High Anxiety: Sudden solar flare highlights space risks

Measurements of energetic particles from an unusually strong solar flare that pummeled Earth early this year suggest that astronauts traveling or working in space might sometimes need to reach shelter within minutes of a warning.

The Jan. 20 episode was the last and most powerful event in a 6-day series of flares (SN: 2/12/05, p. 109: Available to subscribers at Proton storm erupts from the sun). Although the energy emitted by the final flare came nowhere near to setting a record, the cascade of particles that spewed from the sun took a path to strike Earth with almost unprecedented force and speed. That beam included the highest concentrations ever directly measured of protons packing more than 100 million electron-volts (MeV) of energy, says Richard A. Mewaldt of the California Institute of Technology in Pasadena. Such protons can bore through the human body, wreaking biochemical damage along the way.

The storm of charged particles temporarily knocked out more than a half-dozen satellites. When the ions slammed into Earth’s upper atmosphere, they caused short-lived chemical changes and generated a plethora of neutrons.

The hail of neutrons measured by radiation detectors in Antarctica after the Jan. 20 event was the second-strongest such episode registered in the past 50 years, Mewaldt reported last week in New Orleans at a joint meeting of the American Geophysical Union and the Solar Physics Division of the American Astronomical Society. For such neutrons to reach Earth’s surface, the flare-derived protons striking the atmosphere must carry more than 500 MeV of energy, Mewaldt noted.
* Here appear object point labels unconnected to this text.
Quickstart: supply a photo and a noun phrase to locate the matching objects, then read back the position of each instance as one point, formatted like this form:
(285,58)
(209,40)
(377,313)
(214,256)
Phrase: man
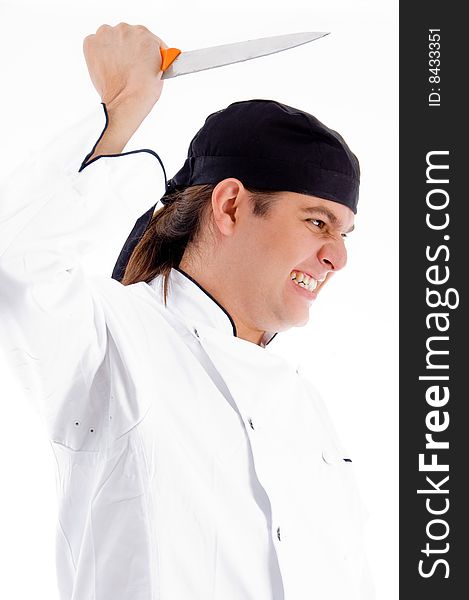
(192,461)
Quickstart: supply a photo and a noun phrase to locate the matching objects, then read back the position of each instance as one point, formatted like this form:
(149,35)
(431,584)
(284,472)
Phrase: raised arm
(124,65)
(52,323)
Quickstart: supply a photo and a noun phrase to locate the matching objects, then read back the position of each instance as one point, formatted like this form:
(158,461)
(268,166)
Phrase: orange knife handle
(168,55)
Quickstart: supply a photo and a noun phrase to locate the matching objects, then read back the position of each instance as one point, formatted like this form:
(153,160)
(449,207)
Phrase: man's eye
(317,222)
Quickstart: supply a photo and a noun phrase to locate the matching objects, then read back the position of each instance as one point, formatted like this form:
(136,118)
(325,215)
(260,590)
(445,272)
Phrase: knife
(174,62)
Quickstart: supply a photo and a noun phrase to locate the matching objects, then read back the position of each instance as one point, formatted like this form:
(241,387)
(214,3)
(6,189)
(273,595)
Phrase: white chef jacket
(191,464)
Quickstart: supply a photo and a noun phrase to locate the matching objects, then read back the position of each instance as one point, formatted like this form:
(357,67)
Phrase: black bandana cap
(266,145)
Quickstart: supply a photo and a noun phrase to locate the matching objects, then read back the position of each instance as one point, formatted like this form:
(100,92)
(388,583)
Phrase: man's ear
(227,196)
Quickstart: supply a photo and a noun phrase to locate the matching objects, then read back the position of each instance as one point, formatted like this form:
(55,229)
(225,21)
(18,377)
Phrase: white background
(349,81)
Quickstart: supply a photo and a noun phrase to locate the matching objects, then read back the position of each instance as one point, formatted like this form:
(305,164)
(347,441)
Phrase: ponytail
(172,228)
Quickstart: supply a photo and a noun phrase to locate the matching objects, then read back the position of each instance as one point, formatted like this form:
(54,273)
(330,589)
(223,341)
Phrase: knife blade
(175,62)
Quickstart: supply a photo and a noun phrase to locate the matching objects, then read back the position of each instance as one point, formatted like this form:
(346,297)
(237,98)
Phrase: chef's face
(284,258)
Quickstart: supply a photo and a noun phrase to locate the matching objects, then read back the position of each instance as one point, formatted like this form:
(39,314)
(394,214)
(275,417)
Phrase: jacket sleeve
(54,212)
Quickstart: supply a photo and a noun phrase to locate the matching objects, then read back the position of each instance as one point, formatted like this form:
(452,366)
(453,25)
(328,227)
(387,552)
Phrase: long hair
(173,227)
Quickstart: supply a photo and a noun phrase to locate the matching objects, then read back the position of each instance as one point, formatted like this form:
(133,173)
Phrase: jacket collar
(191,303)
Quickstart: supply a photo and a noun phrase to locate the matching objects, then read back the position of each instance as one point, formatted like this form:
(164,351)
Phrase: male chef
(192,461)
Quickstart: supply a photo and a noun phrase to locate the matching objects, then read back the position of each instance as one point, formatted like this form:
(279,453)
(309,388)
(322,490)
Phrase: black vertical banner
(434,257)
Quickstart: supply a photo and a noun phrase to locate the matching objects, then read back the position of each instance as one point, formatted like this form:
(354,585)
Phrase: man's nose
(333,255)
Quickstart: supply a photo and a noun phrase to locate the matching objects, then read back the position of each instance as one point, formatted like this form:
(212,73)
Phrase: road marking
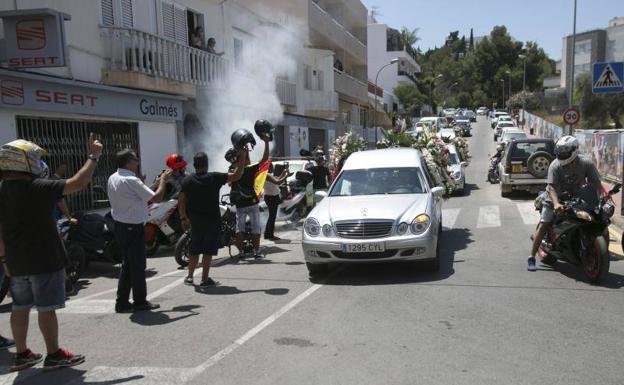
(529,215)
(449,217)
(196,371)
(489,216)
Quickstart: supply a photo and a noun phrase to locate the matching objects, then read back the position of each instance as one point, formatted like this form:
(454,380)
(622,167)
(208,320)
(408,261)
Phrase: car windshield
(378,181)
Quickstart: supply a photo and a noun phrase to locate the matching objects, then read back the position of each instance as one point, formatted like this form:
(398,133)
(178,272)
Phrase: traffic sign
(608,78)
(571,116)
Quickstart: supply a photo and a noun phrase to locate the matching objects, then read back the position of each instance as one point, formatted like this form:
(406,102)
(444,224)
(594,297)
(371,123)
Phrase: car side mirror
(320,195)
(438,192)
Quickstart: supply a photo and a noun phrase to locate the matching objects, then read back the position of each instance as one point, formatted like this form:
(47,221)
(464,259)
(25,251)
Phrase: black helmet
(231,155)
(264,129)
(241,138)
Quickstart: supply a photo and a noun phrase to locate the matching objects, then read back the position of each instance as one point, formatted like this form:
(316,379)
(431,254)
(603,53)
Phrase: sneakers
(147,306)
(207,283)
(531,264)
(26,359)
(62,359)
(6,343)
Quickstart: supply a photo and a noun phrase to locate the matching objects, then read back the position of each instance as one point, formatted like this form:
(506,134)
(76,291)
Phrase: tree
(410,96)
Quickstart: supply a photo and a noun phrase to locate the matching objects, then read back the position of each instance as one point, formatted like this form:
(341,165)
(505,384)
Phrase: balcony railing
(348,85)
(286,91)
(136,51)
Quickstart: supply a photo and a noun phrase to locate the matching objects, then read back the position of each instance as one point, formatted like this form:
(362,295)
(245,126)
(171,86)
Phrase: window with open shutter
(127,17)
(108,17)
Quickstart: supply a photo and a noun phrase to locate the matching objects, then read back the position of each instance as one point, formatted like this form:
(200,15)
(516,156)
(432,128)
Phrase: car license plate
(376,247)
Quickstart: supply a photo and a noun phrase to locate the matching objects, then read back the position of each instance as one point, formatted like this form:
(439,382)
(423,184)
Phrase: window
(174,22)
(117,13)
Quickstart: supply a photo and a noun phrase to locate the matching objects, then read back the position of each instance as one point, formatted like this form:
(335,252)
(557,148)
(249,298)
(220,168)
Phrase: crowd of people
(34,257)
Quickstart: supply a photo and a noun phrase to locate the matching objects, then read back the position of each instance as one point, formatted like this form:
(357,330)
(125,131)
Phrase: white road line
(196,371)
(489,216)
(529,215)
(449,217)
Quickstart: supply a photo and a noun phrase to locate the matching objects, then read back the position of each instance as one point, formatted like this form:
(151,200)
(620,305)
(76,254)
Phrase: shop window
(65,140)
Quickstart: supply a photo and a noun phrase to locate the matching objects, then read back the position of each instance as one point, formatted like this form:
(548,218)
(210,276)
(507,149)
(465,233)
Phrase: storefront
(59,114)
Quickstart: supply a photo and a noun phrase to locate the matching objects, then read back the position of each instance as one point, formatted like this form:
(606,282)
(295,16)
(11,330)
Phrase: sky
(543,21)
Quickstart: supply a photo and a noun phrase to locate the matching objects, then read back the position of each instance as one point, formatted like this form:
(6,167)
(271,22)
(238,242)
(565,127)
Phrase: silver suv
(524,165)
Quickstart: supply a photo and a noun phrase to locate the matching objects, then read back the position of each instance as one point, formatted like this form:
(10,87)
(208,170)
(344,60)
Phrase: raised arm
(83,177)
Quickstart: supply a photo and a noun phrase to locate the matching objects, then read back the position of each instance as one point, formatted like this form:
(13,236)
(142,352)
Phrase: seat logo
(12,92)
(30,34)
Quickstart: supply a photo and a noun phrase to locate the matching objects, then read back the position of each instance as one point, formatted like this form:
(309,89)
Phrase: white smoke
(250,92)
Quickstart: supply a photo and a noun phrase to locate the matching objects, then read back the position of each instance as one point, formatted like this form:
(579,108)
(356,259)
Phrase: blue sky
(543,21)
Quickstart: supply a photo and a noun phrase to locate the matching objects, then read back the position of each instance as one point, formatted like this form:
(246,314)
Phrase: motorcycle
(227,236)
(163,226)
(577,234)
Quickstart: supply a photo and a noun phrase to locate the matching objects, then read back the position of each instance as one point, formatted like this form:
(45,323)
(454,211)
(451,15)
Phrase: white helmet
(566,150)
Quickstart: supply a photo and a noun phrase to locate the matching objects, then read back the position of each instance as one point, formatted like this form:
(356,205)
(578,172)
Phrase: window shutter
(108,17)
(127,19)
(167,19)
(181,30)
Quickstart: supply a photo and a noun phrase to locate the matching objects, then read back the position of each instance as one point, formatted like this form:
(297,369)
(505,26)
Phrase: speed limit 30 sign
(571,116)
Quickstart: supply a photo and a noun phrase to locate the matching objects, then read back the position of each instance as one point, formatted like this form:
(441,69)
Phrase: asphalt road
(483,319)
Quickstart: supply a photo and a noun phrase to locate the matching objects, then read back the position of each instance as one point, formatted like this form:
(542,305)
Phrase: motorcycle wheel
(4,288)
(596,261)
(181,253)
(77,261)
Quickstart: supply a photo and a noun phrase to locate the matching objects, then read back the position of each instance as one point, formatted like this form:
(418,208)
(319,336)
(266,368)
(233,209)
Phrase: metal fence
(65,140)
What concerns scientists more than the strength of the Jan. 20 solar flare is the speed at which its charged particles reached Earth. Most proton storms arrive 2 or more hours after satellites visually detect the flare. In January’s event, the quickest ions reached our planet about 15 minutes after light from the flare did.

Considering that the protons took a long, curving path along one of the sun’s magnetic field lines, rather than the direct route that light travels, the particles must have been moving at more than 43 percent the speed of light, says Mewaldt. Astronauts outside Earth’s magnetic field, which provides some protection against radiation, would have had little or no warning before the particle storm arrived, he says.

NASA is now developing standards for the time that it would take astronauts working on the surface of the moon to reach shelter in case of dangerous solar storms. The current thinking is that lunar explorers should be able to take cover within 1 hour, says Francis A. Cucinotta of NASA’s Johnson Space Center in Houston. Even if there had been astronauts on the moon during January’s flare, the first hour’s dose of radiation wouldn’t have been enough to make them sick, he says.